Teams use DataLang to turn everyday questions into instant answers pulled from the systems they already rely on. A typical setup starts by linking the places where information lives—such as a Postgres database, a company site, spreadsheets, Notion pages, or uploaded files—then shaping what should be searchable through SQL-based data views. This keeps sensitive fields out of reach and ensures the assistant responds with the right slice of information.

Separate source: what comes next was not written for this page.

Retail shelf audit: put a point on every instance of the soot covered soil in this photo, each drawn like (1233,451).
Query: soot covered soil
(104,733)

In practice, DataLang is used to handle repeat requests and reduce manual lookup work. Support groups connect docs and past resources so agents can ask for troubleshooting steps, policy details, or product specs without hunting through folders. Operations teams point it at internal pages and shared tables to answer questions like status, ownership, or recent changes. Analysts connect databases and use plain-language prompts to explore metrics, pull summaries, and validate assumptions while keeping the underlying queries consistent.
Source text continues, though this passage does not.